L’émerveillement de l’adulte diffère de celui de l’enfant. Il arrive que l’on admire chez quelqu’un la capacité qu’il peut avoir de s’émerveiller. « S’émerveiller » pris en ce sens veut dire ne pas être blasé, hautain, méprisant. Tout être humain, après avoir connu l’insouciance de l’enfance, est un jour confronté à la vie du monde, avec son âpreté, ses luttes, ses souffrances, ses drames. Deux voies sont alors possibles : il peut se renfermer sur lui-même à la suite de ce choc ou au contraire demeurer ouvert.
Quand la deuxième voie l’emporte sur la première, on salue celle-ci comme une victoire en disant de celui qui la met en œuvre qu’il est admirable parce qu’il a su ne pas perdre sa capacité d’émerveillement. Il ne s’est pas endurci. Il ne s’est pas aigri. Il ne s’est pas révolté. Il n’est pas tombé dans le désespoir. Il a laissé sa chance à la vie. Il n’est pas devenu indifférent. Magnifique faculté laissant apercevoir l’émerveillement comme capacité de surmonter le malheur. On pourrait penser le contraire, on pourrait croire que l’émerveillement est un regard innocent posé sur l’existence. Il n’en est rien. Il faut avoir lutté contre soi pour parvenir à cet émerveillement-là. Il faut avoir surmonté la tristesse, la lassitude, la révolte, le désespoir et donc les avoir rencontrés.
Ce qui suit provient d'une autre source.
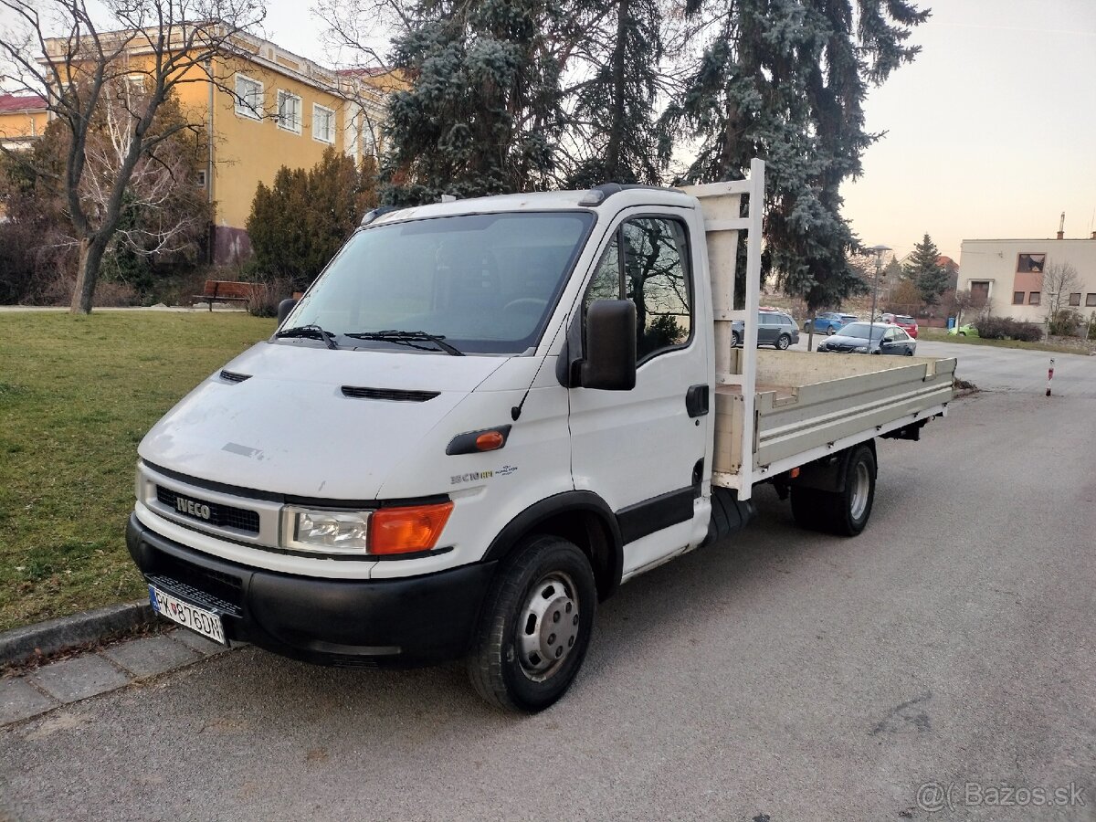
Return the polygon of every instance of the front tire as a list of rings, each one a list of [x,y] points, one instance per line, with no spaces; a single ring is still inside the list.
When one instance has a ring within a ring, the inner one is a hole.
[[[596,609],[586,555],[560,537],[527,537],[504,560],[483,601],[468,658],[472,686],[500,708],[544,710],[567,693],[582,666]]]

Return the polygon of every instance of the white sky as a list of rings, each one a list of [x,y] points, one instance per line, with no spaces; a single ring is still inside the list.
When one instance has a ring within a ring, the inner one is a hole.
[[[963,239],[1096,230],[1096,0],[927,0],[923,47],[871,92],[887,135],[843,190],[866,246],[899,256],[925,232],[957,261]],[[322,64],[304,0],[269,0],[265,35]]]
[[[872,91],[887,132],[846,184],[845,216],[899,256],[928,232],[959,260],[963,239],[1096,230],[1096,0],[937,0],[922,53]],[[320,23],[271,0],[267,35],[326,61]]]

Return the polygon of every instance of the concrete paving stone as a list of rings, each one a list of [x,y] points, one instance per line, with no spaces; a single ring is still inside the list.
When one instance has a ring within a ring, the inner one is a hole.
[[[130,639],[101,653],[136,676],[156,676],[202,659],[182,642],[163,636]]]
[[[170,636],[176,642],[182,642],[187,648],[193,648],[198,653],[203,653],[206,657],[213,657],[217,653],[224,653],[228,649],[225,646],[217,644],[213,640],[206,639],[199,633],[189,630],[174,630],[171,631]]]
[[[0,680],[0,726],[18,722],[57,706],[22,676]]]
[[[129,684],[129,676],[96,654],[53,662],[30,678],[62,703],[72,703]]]

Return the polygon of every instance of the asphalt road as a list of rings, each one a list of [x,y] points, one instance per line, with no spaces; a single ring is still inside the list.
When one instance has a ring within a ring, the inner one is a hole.
[[[921,443],[879,444],[860,537],[797,530],[762,489],[740,538],[624,586],[539,716],[486,707],[457,665],[342,671],[247,648],[0,732],[0,808],[1096,820],[1096,357],[1059,358],[1046,398],[1017,354],[961,359],[997,390],[954,403]],[[1015,370],[1001,387],[1000,363]],[[1015,807],[1055,788],[1071,804]],[[918,807],[948,789],[951,809]]]

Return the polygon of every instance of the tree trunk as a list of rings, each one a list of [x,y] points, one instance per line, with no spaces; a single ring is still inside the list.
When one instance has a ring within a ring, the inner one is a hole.
[[[91,313],[91,300],[95,296],[99,281],[99,265],[103,262],[106,247],[98,240],[80,240],[80,261],[77,263],[76,288],[72,289],[71,313]]]

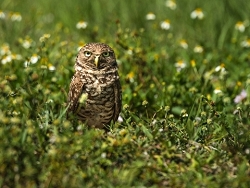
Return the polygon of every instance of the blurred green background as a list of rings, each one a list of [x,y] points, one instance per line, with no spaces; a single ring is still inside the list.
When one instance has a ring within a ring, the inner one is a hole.
[[[0,187],[250,187],[250,3],[1,0]],[[74,62],[109,44],[110,131],[66,120]]]

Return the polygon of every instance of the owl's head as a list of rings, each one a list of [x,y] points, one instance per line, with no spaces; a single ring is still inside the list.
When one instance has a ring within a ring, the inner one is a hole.
[[[103,43],[89,43],[83,46],[76,58],[76,68],[102,70],[116,67],[115,53]]]

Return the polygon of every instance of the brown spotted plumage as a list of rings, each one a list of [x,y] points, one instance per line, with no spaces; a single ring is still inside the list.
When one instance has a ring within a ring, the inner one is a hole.
[[[112,48],[89,43],[78,53],[68,94],[68,116],[103,128],[118,119],[121,85]]]

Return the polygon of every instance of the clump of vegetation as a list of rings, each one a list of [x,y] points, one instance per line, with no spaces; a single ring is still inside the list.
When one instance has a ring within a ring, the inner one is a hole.
[[[248,2],[0,5],[1,187],[250,186]],[[65,116],[88,42],[117,54],[109,132]]]

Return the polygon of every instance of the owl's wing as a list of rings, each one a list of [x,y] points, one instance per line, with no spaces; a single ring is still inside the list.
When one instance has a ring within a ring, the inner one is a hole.
[[[114,92],[115,92],[115,109],[114,109],[113,120],[116,121],[119,117],[122,106],[122,89],[119,79],[117,79],[114,84]]]
[[[68,94],[68,110],[67,112],[75,112],[77,110],[77,107],[79,105],[78,100],[82,94],[82,90],[84,87],[84,81],[80,78],[80,75],[75,74],[72,77],[72,80],[70,82],[69,86],[69,94]]]

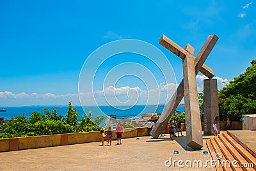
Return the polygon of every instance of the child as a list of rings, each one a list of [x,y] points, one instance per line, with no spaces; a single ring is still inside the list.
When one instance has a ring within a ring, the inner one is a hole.
[[[101,146],[104,145],[104,142],[105,140],[105,129],[102,127],[100,129],[100,137],[101,137]]]
[[[108,146],[111,145],[112,137],[113,137],[113,131],[111,131],[111,127],[109,126],[107,131]],[[110,142],[110,145],[109,145],[109,142]]]
[[[174,137],[174,129],[175,128],[175,126],[173,123],[171,123],[171,124],[169,126],[169,133],[170,133],[170,138],[171,140],[173,140]]]

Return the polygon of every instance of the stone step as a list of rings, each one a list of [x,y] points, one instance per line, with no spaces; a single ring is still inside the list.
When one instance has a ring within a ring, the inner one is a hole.
[[[208,139],[206,140],[206,144],[208,147],[208,149],[210,151],[211,156],[212,156],[212,160],[217,160],[216,158],[216,152],[214,151],[214,149],[213,148],[212,144],[211,144],[211,141],[214,140],[212,138],[211,139]],[[224,169],[222,168],[221,165],[216,165],[216,169],[217,171],[223,171]]]
[[[244,149],[246,149],[250,153],[251,153],[252,155],[253,155],[255,158],[256,158],[256,154],[254,152],[253,150],[252,150],[249,147],[247,147],[246,145],[243,144],[242,142],[241,142],[234,135],[233,135],[232,133],[230,131],[227,131],[227,133],[230,135],[237,142],[238,142],[241,145],[243,146]]]
[[[230,151],[228,151],[228,149],[226,147],[226,146],[225,145],[225,144],[222,142],[222,141],[221,140],[221,139],[219,138],[220,135],[218,137],[214,137],[214,140],[216,142],[218,146],[220,147],[220,149],[221,149],[222,154],[224,154],[223,156],[225,156],[226,158],[226,161],[228,160],[230,162],[230,168],[232,168],[232,170],[239,170],[239,171],[242,171],[243,170],[239,166],[239,163],[237,163],[236,165],[236,167],[234,166],[233,166],[233,165],[232,165],[232,161],[236,160],[236,159],[234,158],[234,155],[232,154],[231,154],[230,152]],[[225,168],[225,166],[223,165],[223,168]]]
[[[225,138],[236,148],[236,149],[246,160],[248,163],[252,163],[256,170],[256,158],[244,149],[239,142],[234,139],[228,133],[223,133]]]
[[[222,161],[227,161],[227,159],[226,158],[225,156],[222,152],[221,150],[220,149],[219,145],[218,145],[217,142],[215,141],[214,138],[211,138],[211,143],[212,145],[213,149],[214,149],[215,153],[220,154],[222,156],[222,158],[220,159],[220,163],[221,163]],[[212,158],[212,160],[217,160],[216,156]],[[216,166],[221,166],[221,165],[217,165]],[[225,171],[232,171],[233,169],[231,167],[223,167],[224,170]]]

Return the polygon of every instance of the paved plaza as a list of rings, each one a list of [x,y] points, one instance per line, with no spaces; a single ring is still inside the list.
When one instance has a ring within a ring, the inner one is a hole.
[[[171,141],[166,135],[157,139],[149,136],[123,139],[122,145],[116,145],[114,140],[111,146],[106,146],[106,142],[104,146],[92,142],[0,152],[0,170],[215,170],[210,165],[207,168],[179,168],[176,162],[175,168],[165,166],[170,158],[172,162],[181,160],[193,163],[200,160],[204,164],[210,160],[209,153],[203,155],[208,151],[207,137],[203,138],[204,148],[200,151],[187,147],[185,136]],[[173,154],[174,151],[179,154]]]

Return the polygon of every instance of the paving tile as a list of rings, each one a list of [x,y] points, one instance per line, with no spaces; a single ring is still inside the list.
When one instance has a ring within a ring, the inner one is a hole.
[[[206,139],[204,149],[194,151],[186,145],[186,137],[171,141],[166,135],[158,139],[151,137],[122,140],[122,145],[99,146],[100,142],[0,152],[0,170],[216,170],[215,168],[166,167],[169,160],[210,160]],[[105,142],[104,145],[107,145]],[[174,155],[174,151],[179,154]]]

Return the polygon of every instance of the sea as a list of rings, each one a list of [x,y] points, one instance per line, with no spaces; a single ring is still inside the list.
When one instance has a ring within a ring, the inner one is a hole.
[[[26,107],[0,107],[0,110],[6,109],[6,112],[0,112],[0,117],[3,117],[4,120],[10,120],[11,117],[15,115],[22,116],[23,114],[28,118],[31,112],[37,112],[44,114],[44,108],[46,107],[51,112],[55,108],[58,115],[65,117],[65,114],[68,110],[68,106],[26,106]],[[146,114],[147,113],[157,113],[161,114],[164,107],[154,105],[135,105],[132,107],[129,106],[74,106],[76,110],[78,112],[78,119],[81,119],[82,115],[87,117],[87,114],[90,110],[92,112],[93,118],[95,118],[98,115],[115,115],[117,119],[134,117],[139,115]],[[182,112],[185,110],[185,108],[180,107],[177,107],[176,111]]]

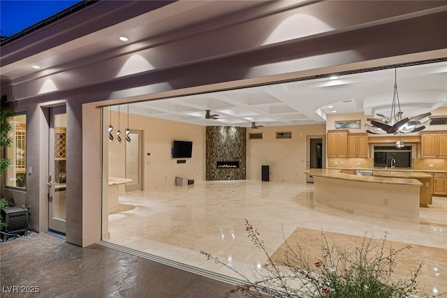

Certaines personnes âgées ont cet émerveillement. Elles ont vécu, elles ont lutté, elles ont souffert ; elles pourraient se refermer dans l’amertume et le chagrin à l’approche de la mort, elles n’en font rien. Au lieu de se mettre en état de désenchantement, elles se mettent en merveille. Et, le faisant, un miracle s’opère : la vie se met à parler. Comme pour les enfants, avec la même magie. Une magie toutefois enrichie par l’expérience de la vie. D’où un émerveillement singulier. Un émerveillement devant le fait de s’émerveiller.
Les grands savants connaissent le même. Il arrive que l’on ne sache plus à force de savoir : on peut alors se replier dans le scepticisme et l’amertume, on peut à l’inverse sortir ressuscité de l’ombre. C’est le cas quand le savant a l’humour de se réjouir de son échec à savoir en y voyant un signe. Quand on ne sait pas, quand on ne sait plus, on est proche de l’infini. Moins on sait, plus on approche l’infini. De là, l’émerveillement de certains savants. Leur savoir n’est plus de la science mais de la contemplation et de la poésie. Un monde peut en cacher un autre, un savoir peut cacher une sagesse et le travail de la raison déboucher sur la stupeur d’exister.
Bertrand Vergely, Retour à l’émerveillement, Paris, 2010, Albin Michel, pp. 17-18.